I would be cool with knowing when. That way, I could say my last words to the people that I love, get some affairs in order, and then face the music like a man. Besides, the how doesn't really matter. It's going to happen how it's going to happen. Living in fear of it would just be cowardice.

I think the opposite. When doesn't matter, we all go eventually. The how would matter more to me, as I don't wish to go out in a horrible fashion.
 
When. How doesn't matter in the grand scheme of things but if you knew when you could prepare for it properly. Not to be totally serious but I've seen so many people that don't plan for death and are left scraping funds to try and get a casket, plot etc etc..I would have all of that taken care of so my family wouldn't have to do anything.
 
I think the opposite. When doesn't matter, we all go eventually. The how would matter more to me, as I don't wish to go out in a horrible fashion.


If it was horrible though why would you want to know. Wouldn't that be really traumatic and cause even more anxiety?
 
If it was horrible though why would you want to know. Wouldn't that be really traumatic and cause even more anxiety?

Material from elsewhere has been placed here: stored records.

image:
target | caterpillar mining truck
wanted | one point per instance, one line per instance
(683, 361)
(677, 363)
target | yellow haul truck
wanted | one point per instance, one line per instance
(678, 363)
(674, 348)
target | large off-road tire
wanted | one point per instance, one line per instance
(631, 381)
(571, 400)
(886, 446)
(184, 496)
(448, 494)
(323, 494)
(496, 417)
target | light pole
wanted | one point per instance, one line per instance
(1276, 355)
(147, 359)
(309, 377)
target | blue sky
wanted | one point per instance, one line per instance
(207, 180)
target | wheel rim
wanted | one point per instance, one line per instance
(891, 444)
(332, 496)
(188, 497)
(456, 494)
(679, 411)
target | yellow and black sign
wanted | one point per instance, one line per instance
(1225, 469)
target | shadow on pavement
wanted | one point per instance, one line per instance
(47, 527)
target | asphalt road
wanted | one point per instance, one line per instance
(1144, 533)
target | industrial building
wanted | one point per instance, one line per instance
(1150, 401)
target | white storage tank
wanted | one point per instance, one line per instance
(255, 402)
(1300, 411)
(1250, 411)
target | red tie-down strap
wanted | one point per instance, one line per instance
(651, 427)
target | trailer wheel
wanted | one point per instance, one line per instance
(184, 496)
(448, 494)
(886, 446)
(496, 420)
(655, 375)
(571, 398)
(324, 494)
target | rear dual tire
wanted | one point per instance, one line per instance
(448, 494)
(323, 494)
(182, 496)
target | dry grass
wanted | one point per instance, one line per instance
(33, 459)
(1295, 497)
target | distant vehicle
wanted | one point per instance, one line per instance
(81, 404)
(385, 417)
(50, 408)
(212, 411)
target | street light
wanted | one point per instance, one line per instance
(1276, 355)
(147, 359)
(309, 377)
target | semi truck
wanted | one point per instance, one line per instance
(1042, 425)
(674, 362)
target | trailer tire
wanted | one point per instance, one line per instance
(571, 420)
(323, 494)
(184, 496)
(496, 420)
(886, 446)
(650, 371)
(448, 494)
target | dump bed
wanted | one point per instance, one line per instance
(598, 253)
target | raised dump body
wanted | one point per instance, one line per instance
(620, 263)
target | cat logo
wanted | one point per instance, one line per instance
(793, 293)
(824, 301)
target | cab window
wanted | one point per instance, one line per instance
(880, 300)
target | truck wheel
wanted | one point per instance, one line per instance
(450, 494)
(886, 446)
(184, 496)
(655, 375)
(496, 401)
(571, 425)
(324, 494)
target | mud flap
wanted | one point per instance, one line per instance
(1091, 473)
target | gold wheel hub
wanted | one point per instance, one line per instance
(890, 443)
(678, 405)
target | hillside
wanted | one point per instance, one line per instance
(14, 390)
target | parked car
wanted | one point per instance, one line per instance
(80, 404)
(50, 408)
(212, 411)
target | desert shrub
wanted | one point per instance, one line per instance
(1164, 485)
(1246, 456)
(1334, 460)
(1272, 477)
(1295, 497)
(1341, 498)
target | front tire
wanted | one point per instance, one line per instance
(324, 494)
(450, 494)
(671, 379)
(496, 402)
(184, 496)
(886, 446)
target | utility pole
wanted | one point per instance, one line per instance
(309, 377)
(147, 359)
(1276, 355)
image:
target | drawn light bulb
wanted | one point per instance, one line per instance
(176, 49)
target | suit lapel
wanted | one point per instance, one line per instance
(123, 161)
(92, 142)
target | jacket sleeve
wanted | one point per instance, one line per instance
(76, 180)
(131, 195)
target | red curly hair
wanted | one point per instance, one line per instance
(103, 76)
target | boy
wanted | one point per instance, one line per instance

I think they both would make me scared of life, so I wouldn't want either. If I knew how I went, I would try to fight that off as much as possible. The when doesn't bother me as much, since we all go, and my affairs are already in order, since I'm giving my body to science, and it costs my family nothing to have me taken care of
 
I think it would be worse to know how. If you knew how you would dread it more than if you knew when. Especially if it was something fucked up. If you knew when you could make plans for your family and friends on what to do with your estate. You could complete your bucket list. Hell, you could get a $1,000,000 life insurance policy a week before and never have to pay on it.